There are some other things I've designed that I'm not too sure about either. I plan on creating a BulletSpawner scene that is able to spawn a single bullet of different types with the given velocity, direction, and possibly acceleration. Then I will create different scenes inheriting from a BulletPattern node that can handle more complex patterns, like n-way bullets, random directions, velocities, and danmaku-like patterns that can fill the screen. An enemy would then have one or more BulletPattern nodes as a child, which it interacts with by calling a method to tell it to start/stop firing. Would this be an alright way to do this? I am a complete beginner to game development and the tutorials only cover the easy stuff (like how to get a sprite moving on the screen).

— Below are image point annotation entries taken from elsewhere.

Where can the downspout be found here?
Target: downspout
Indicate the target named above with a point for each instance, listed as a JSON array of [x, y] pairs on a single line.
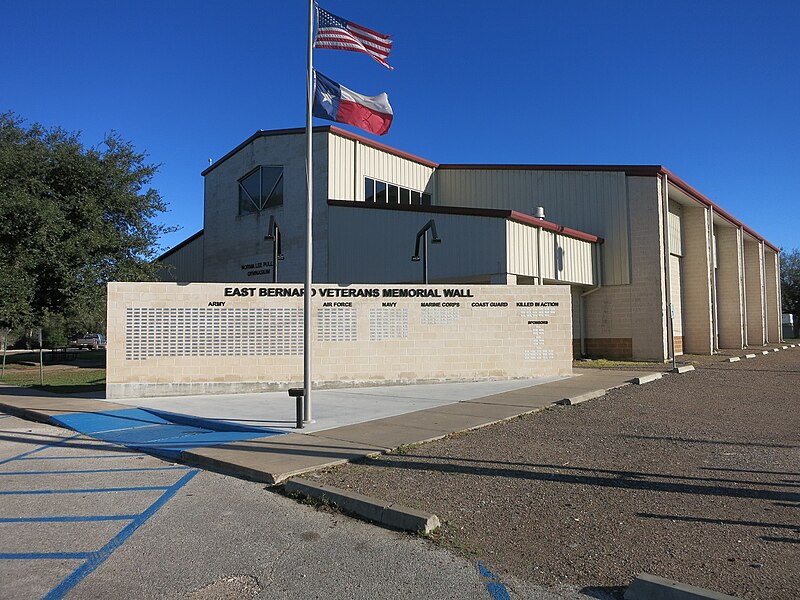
[[667, 274], [744, 285], [714, 313], [764, 306], [539, 254], [357, 181], [581, 303]]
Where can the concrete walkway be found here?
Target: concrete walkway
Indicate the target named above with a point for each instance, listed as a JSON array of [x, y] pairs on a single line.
[[350, 423]]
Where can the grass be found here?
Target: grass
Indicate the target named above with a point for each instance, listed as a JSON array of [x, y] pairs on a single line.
[[81, 356], [603, 363], [68, 381]]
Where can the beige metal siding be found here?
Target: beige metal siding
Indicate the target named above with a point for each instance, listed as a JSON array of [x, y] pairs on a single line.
[[521, 248], [380, 243], [352, 161], [185, 264], [341, 179], [574, 260], [676, 297], [548, 249], [675, 234], [594, 202]]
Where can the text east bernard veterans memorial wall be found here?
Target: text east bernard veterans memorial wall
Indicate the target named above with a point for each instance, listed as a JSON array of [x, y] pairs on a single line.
[[172, 339]]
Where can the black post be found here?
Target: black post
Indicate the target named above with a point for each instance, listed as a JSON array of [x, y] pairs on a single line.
[[425, 257], [422, 234]]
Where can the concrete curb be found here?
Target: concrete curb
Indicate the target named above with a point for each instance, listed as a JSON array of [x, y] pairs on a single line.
[[652, 587], [581, 398], [647, 378], [390, 515]]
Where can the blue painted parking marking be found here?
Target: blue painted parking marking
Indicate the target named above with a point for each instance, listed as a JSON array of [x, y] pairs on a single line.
[[160, 433], [97, 558], [92, 559], [45, 555], [67, 519], [121, 454], [492, 582], [144, 488], [78, 471], [39, 449]]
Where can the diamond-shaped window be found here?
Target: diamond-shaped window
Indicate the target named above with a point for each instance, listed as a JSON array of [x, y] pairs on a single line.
[[261, 188]]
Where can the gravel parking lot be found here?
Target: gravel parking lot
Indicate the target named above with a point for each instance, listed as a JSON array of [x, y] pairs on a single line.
[[695, 477]]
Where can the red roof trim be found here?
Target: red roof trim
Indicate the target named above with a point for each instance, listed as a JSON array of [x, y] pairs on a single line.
[[382, 147], [496, 213], [627, 169], [322, 129], [701, 199], [174, 249]]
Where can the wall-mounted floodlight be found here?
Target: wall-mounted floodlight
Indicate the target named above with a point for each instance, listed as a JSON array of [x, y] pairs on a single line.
[[274, 236], [435, 239]]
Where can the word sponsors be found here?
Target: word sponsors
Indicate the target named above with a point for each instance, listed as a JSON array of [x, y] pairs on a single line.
[[269, 292]]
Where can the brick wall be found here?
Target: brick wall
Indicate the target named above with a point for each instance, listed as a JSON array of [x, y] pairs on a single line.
[[647, 324], [754, 282], [773, 301], [696, 275], [169, 339], [730, 310]]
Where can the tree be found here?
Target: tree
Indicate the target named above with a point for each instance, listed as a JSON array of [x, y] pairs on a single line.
[[71, 219], [790, 286]]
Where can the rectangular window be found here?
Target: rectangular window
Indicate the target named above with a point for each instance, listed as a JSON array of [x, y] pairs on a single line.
[[369, 190], [380, 192]]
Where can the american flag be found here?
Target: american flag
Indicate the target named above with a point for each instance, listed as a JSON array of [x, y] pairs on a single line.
[[339, 34]]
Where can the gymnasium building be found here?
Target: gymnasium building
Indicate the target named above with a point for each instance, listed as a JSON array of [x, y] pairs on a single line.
[[652, 265]]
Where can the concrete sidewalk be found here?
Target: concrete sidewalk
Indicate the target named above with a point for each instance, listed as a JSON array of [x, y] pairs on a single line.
[[350, 424]]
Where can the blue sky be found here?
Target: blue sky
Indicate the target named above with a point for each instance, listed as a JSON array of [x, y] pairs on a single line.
[[709, 89]]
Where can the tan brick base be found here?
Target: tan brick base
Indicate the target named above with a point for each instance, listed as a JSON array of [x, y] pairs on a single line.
[[613, 348]]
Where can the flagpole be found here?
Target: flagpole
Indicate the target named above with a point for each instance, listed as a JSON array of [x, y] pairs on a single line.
[[309, 206]]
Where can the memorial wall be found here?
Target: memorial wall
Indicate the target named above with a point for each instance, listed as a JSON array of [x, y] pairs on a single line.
[[167, 339]]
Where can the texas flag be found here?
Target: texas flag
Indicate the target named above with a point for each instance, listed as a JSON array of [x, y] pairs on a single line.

I plan on giving the player a limited set of bombs they can use to clear the screen of bullets and damage enemies. To clear the screen, would the easiest way would be to put all the enemy bullets in a group and then use that to free them when the bomb is activated? I could probably handle the damage in a similar way, although I might just use an Area2D around the player that sits on the player bullet layer and use that to damage enemies.
As a software developer I'm used to reading about design patterns (not just in OOP, there are functional and procedural patterns too) and software engineering (all the steps you need to do before you put down a single line of code, as well as maintaining code). I wish there was something like this for Godot and game development in general.